Budgeting was a word that did not exist in my vocabulary. I was looking great. I had great clothes, great accessories, therefore people started to take notice. My once conservative way of dressing, turned into a more colorful approach to fashion. My wardrobe went from only a few key pieces to an assortment of stylish must haves. The more people complimented my ensemble, the more I felt the need to buy. It got to the point where I stopped finding the need to get rid of items and started to keep them. I state that I’m an emotional shopper because while I was purchasing things for my new start/new beginnings I was still miserable. I wanted to fill the void of my unhappiness that I found myself spending more money to obtain this happiness. The only time I had ever felt a pure sense of happiness was buying something. Because buying beautiful things meant something big was around the corner.
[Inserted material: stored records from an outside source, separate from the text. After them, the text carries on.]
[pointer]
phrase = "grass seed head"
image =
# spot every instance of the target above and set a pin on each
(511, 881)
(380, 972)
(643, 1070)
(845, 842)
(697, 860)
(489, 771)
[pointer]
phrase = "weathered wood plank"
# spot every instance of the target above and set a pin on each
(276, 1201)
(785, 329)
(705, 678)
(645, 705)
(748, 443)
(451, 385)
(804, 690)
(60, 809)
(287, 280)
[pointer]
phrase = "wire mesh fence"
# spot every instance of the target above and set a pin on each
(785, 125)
With every new purchase I found myself wearing only a fraction of what I bought. For every 7 things I bought, 2 would be worn religiously. 3 would be kept for “special occasion” purposes, still with tags. The remaining 2 items would never be worn and just be hidden in the closet until I do my yearly donations, and still with the price tags. The $300 dollars or so I would spend at the store and wear only about $60 dollars worth of the purchase. I would be left $240 shoppers defeat and $240 dollars out of my account and deeper in the hole. It was this need for the luxurious things that will make my life better. So I thought. When you start maxing out your credit cards all for the “love” of fashion your realize that something eventually has to give. In the course of that time I had managed to spend a little over $3,000 in the course of 4 months. 4 months! If I wasn’t going out every weekend or buying everything I could get my hands on, I was paying off debts and finding ways to make more money.
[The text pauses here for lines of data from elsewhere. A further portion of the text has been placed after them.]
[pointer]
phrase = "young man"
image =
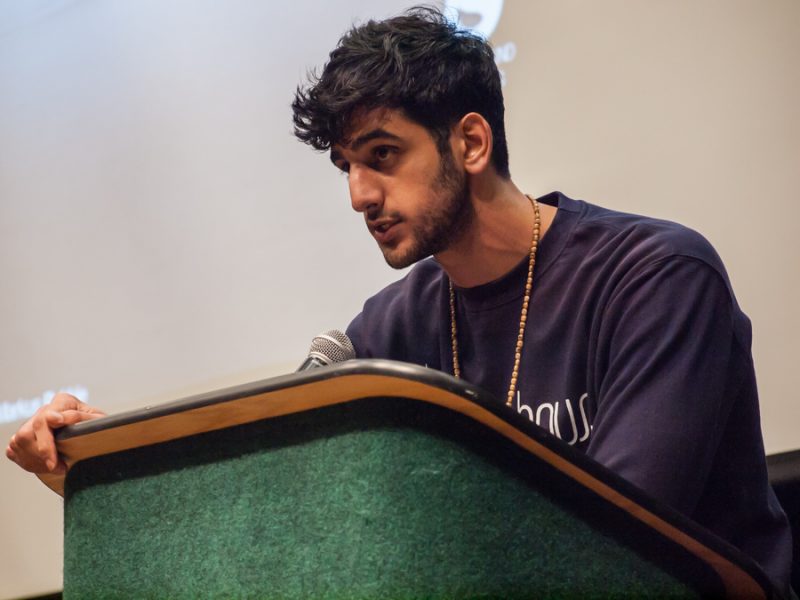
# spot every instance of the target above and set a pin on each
(617, 333)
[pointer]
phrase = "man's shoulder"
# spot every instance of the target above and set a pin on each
(400, 321)
(645, 239)
(422, 280)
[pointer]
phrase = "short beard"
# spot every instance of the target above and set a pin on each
(448, 219)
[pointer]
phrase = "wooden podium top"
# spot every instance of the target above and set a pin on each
(360, 379)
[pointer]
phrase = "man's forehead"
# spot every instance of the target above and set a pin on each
(364, 121)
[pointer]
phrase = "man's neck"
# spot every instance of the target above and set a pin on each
(499, 237)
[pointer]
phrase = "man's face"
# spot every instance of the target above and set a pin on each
(414, 200)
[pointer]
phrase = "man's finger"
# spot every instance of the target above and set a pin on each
(45, 443)
(70, 417)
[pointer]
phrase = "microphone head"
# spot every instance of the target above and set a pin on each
(331, 347)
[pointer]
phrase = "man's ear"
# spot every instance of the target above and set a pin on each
(476, 142)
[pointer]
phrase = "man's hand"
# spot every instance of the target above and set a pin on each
(33, 447)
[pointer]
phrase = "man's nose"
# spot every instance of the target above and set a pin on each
(365, 193)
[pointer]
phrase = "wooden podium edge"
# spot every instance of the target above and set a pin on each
(356, 380)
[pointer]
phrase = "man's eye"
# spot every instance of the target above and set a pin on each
(382, 153)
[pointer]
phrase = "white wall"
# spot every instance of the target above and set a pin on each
(161, 232)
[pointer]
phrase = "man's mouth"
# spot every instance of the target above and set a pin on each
(383, 229)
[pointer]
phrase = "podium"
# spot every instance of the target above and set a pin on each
(367, 479)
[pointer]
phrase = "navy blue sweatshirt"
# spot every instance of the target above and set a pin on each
(636, 353)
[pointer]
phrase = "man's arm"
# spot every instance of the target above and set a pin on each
(675, 363)
(33, 447)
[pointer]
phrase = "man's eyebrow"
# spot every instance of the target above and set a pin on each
(372, 135)
(375, 134)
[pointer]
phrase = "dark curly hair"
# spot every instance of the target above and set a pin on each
(419, 62)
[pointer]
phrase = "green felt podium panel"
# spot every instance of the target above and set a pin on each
(369, 498)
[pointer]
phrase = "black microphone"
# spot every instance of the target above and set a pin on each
(327, 348)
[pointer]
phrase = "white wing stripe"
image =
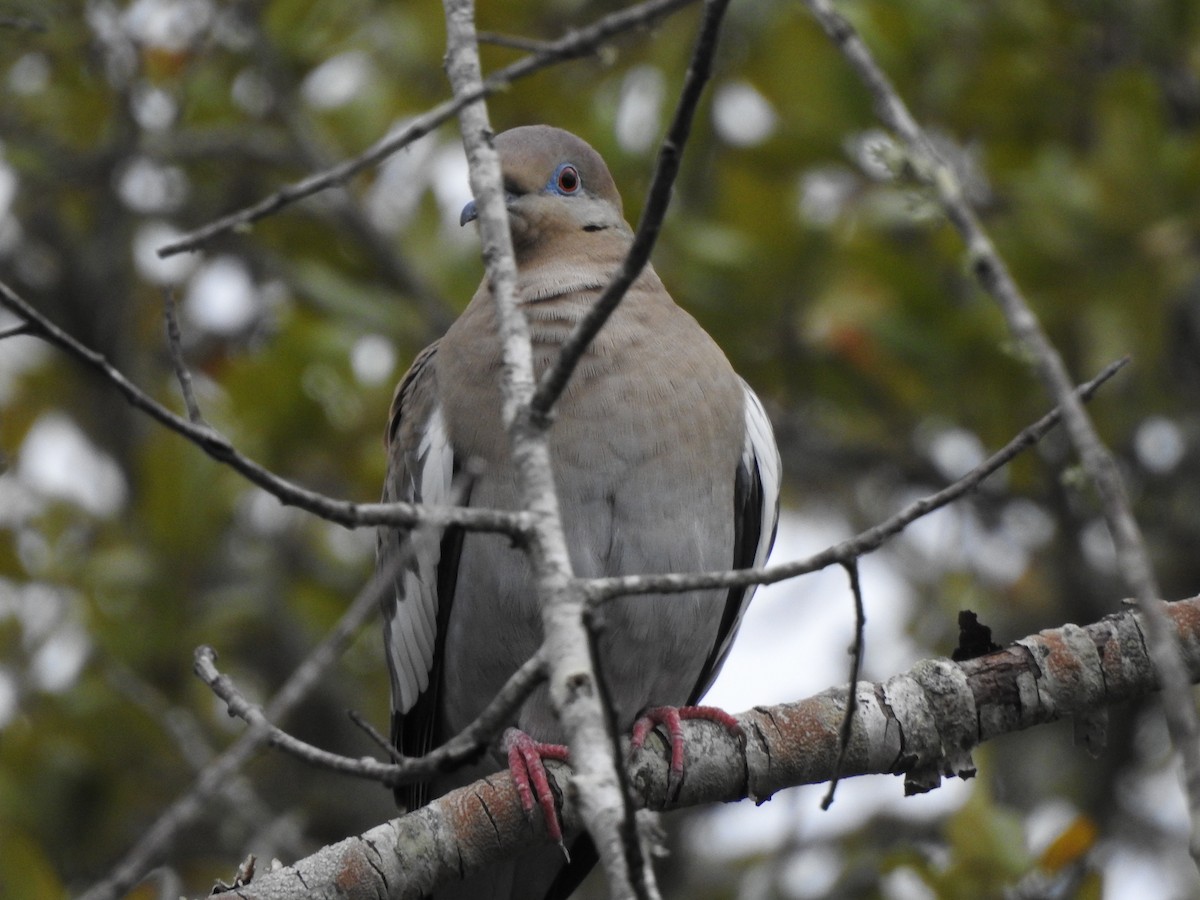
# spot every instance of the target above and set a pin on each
(761, 453)
(413, 628)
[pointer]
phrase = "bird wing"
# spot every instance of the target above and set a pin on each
(756, 516)
(421, 468)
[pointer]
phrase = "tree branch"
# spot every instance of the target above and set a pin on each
(351, 515)
(465, 747)
(555, 381)
(603, 589)
(921, 724)
(993, 274)
(215, 777)
(573, 682)
(571, 46)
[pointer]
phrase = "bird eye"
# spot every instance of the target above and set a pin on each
(567, 179)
What I should have done was asked for help. I should have talked to someone the moment any or all of this emotional bullshit was happening. I didn’t, I thought this was a problem I needed to solve myself. The only way I could resolve any issue I had, was with spending thousands of dollars on bullshit purchases. It was more than just the spending, it was this emotional void that I thought I was filling with buying beautiful things. Looking at that part of my life as the person I am now, I just wondered why no one shook me and said what I was doing was wrong. Nothing I was feeling internally could be solved throwing money at a problem. No matter how much a bag, scarf, jacket, or sunglasses cost, while beautiful it may be was never going to ever make my insides feel better. While my spending has since downscaled since the Shopaholic Storm of 07. I can’t help but look at a lot of the items from that time period and think “Man I spent 400 bucks on this?”.
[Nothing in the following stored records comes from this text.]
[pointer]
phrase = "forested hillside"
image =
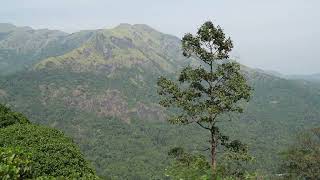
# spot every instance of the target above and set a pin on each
(99, 87)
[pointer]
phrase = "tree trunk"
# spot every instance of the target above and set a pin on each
(213, 152)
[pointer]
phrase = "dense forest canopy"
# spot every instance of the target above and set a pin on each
(99, 87)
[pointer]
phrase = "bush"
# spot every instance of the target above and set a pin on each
(52, 153)
(8, 117)
(15, 164)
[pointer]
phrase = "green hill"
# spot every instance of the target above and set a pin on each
(102, 92)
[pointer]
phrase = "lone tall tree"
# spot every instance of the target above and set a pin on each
(203, 94)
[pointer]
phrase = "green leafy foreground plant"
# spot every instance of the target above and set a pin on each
(15, 164)
(302, 160)
(53, 154)
(205, 93)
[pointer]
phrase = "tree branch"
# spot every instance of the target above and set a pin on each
(199, 123)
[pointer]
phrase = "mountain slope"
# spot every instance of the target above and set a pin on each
(21, 47)
(102, 92)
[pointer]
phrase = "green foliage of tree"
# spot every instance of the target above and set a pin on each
(187, 166)
(190, 166)
(53, 154)
(8, 117)
(205, 93)
(15, 164)
(302, 160)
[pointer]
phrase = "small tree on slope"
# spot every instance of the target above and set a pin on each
(205, 93)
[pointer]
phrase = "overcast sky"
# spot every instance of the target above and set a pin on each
(279, 35)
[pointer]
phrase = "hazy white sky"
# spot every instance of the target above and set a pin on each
(280, 35)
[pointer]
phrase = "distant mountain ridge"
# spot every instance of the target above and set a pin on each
(21, 47)
(99, 87)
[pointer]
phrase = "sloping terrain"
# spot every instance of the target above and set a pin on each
(102, 92)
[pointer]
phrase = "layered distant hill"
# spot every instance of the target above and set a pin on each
(99, 87)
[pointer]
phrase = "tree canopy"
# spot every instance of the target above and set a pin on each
(207, 92)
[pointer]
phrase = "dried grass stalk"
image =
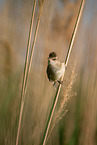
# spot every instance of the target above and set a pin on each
(66, 62)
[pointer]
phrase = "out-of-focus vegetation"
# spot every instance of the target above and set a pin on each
(79, 125)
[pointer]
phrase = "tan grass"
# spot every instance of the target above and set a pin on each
(66, 62)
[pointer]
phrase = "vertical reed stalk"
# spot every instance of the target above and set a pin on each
(25, 72)
(66, 62)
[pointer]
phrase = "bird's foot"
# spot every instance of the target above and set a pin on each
(54, 83)
(60, 82)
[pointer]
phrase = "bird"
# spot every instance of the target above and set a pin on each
(55, 68)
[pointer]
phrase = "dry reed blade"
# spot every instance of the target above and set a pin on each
(25, 71)
(66, 62)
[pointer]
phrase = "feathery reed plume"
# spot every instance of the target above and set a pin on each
(28, 64)
(66, 62)
(67, 94)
While I may not have had the supreme spending power as Rebecca Bloomwood, I did feel the void she did. Just that notion that all of our saddest darkest moments could be solved with a credit card and a shopping spree at Bendel’s. Thousands of dollars in debt later we both realized that, none of that was healthy. No amount of beautiful items will ever make us happy (as much as we didn’t want to believe it). The temporary happiness we get from buying things can never silence how we feel on the inside. While it took Rebecca Bloomwood about midway through the film to realize her mistakes (probably longer in the books), it has taken me a few years to realize my wrong doing. I get it. We live, we learn, and we save up money to pay off our debts. We all have to grown up sometime. While I may not have been vocal about my problems in the past, it’s good to get a handle of my emotional needs now a days. I know I am not perfect, I never pretended to be. Eventually we all find ways to bring our happiness back with out the need of material things. At the end of the film Rebecca eventually found a way to be happy and debt free. Soon, so will I.